Mr le patron a dit qu’il avait des cigarettes, oui, mais qu’il n’était pas certain de vouloir les vendre. J’ai dit « c’est toi qui vois », débonnaire. Mais je l’ai vouvoyé.
Il a posé le paquet sur le comptoir avec une ambiance de défi partout autour. Je trouvais ça un chouia exagéré, je ne voyais pas où était l’enjeu, c’était quand même pas ses couilles qu’il mettait en gage. Je me sentais comme une hypothèque.

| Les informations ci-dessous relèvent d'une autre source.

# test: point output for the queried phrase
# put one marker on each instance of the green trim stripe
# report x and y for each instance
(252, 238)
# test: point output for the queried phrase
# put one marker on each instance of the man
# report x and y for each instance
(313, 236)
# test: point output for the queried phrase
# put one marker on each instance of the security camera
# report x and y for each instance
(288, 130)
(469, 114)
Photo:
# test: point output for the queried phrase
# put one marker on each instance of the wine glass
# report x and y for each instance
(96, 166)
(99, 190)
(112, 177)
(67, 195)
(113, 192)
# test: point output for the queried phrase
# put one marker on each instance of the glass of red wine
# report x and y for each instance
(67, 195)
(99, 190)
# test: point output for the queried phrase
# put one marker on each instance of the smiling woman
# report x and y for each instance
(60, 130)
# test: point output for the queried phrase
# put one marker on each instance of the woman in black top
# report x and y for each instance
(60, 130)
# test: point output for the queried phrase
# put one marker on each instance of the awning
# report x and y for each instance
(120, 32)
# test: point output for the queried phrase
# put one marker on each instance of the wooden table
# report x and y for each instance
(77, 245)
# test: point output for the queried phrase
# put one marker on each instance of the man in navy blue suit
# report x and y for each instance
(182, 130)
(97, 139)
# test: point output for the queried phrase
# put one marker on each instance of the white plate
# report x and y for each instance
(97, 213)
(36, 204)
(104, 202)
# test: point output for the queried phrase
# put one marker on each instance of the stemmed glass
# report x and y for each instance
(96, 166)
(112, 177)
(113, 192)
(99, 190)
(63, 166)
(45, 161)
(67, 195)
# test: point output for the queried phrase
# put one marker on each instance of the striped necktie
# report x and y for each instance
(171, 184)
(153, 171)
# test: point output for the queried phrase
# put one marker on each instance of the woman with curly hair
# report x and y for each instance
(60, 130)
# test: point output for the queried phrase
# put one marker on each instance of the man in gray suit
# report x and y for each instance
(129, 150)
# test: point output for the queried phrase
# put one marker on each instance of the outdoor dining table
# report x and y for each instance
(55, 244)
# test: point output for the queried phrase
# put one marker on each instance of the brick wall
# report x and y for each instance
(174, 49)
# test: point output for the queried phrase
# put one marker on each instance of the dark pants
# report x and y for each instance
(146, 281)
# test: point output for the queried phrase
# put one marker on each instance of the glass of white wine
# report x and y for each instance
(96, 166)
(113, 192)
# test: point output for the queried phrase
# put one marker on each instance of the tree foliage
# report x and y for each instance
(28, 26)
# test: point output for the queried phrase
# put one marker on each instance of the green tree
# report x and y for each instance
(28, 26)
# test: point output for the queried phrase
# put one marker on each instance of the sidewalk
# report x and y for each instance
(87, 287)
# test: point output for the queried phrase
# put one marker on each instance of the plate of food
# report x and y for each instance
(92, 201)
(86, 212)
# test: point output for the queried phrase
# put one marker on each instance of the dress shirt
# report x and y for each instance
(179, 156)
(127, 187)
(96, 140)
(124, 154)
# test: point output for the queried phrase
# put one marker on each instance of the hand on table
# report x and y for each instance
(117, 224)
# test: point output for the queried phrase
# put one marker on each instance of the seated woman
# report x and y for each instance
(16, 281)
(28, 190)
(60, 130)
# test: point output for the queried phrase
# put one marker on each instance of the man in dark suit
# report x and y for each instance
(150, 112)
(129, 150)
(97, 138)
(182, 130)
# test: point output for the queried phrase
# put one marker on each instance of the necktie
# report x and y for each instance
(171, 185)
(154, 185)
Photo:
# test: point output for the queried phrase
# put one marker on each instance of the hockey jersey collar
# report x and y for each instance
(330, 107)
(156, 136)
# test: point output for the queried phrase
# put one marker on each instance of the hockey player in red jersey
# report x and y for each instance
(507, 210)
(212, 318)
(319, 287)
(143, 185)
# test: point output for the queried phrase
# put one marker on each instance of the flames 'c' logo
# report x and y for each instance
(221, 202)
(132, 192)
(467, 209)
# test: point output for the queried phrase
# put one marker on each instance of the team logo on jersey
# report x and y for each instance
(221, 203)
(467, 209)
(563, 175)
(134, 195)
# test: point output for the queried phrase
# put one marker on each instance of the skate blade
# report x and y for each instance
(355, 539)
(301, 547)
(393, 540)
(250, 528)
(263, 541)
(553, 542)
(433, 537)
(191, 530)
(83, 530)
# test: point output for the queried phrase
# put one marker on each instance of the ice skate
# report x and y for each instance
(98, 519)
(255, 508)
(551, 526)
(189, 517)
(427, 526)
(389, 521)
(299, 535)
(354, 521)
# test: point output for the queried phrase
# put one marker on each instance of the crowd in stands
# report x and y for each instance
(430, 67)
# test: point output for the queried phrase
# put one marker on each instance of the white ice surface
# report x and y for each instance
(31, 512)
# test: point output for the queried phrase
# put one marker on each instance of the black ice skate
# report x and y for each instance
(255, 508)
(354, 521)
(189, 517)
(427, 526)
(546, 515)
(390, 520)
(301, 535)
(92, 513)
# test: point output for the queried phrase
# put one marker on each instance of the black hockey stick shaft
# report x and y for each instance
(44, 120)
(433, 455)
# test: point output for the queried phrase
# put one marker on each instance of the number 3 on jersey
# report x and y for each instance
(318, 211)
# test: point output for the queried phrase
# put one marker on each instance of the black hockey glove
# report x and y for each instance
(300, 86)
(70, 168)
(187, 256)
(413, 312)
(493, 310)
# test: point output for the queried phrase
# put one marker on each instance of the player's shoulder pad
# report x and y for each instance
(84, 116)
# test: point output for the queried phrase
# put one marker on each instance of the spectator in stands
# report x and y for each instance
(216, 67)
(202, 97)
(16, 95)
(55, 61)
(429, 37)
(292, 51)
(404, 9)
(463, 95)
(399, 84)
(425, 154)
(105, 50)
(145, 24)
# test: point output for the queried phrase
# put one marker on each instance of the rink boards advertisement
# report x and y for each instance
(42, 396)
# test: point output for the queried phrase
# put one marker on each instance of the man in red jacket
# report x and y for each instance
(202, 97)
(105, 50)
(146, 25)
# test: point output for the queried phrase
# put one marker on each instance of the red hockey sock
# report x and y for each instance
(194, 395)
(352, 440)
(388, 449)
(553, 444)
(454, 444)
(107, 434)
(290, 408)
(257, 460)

Et puis, comme le maître d’une cérémonie ringarde, il s’est senti obligé de faire rire l’assemblée et a annoncé le prix, prix qui sonnait davantage comme un âge. J’ai dit « heu… » et j’ai tout de suite après trouvé que c’était léger comme rhétorique. C’est pourquoi j’ai ajouté « A ce prix-là, elles font rire au moins ? »

Un jeune homme, qui, d’après moi avait un avenir autre que celui de suicidé du foie, a ri de toutes ses dents. Ce devait être le seul à en avoir autant. Il a bougonné quelque chose comme:
« l’a du caractère hein, d’l’esprit même… et l’a pas peur la p’tite, allez… c’est pour moi ! ».
C’est pour toi quoi ? Moi ?
J’ai tout à coup réalisé que, si par mégarde ou disons, par malheur, l’un d’entre eux, l’un ou l’autre, voire plus d’un, voulaient délester ma personne du peu de fraîcheur qui lui restait, j’étais cuite.
C’était sûr, j’allais y rester. Ma vie commençait son défilé.

Mais, « c’est pour moi » signifiait, vous vous en serez douté, « c’est moi qui vais régler les Camel de cette fille, et au vrai prix, celui des autochtones, pas celui des touristes ». Il a posé 5€ sur le bar et m’a tendu le paquet ; je sentais venir le « bah ? même pas un petit remerciement avec la langue ? » mais, encore une fois, j’avais romancé trop vite. C’était pas Tarantino à la caméra mais mon ange gardien aux commandes : le grand seigneur m’a raccompagnée à la porte en me conseillant de ne plus m’aventurer dans ce genre de couloirs diaboliques après minuit, Cendrillon.
Merci.
J’avais gagné sur toute la ligne alors. Mes tiges étaient là et je n’avais pas eu à payer pour, ni en nature, ni en sauvage et, j’étais certainement la seule bestiole de sexe féminin à m’être présentée, la tête haute, devant les animaux les plus vils d’un Lafontaine sous ecstasy.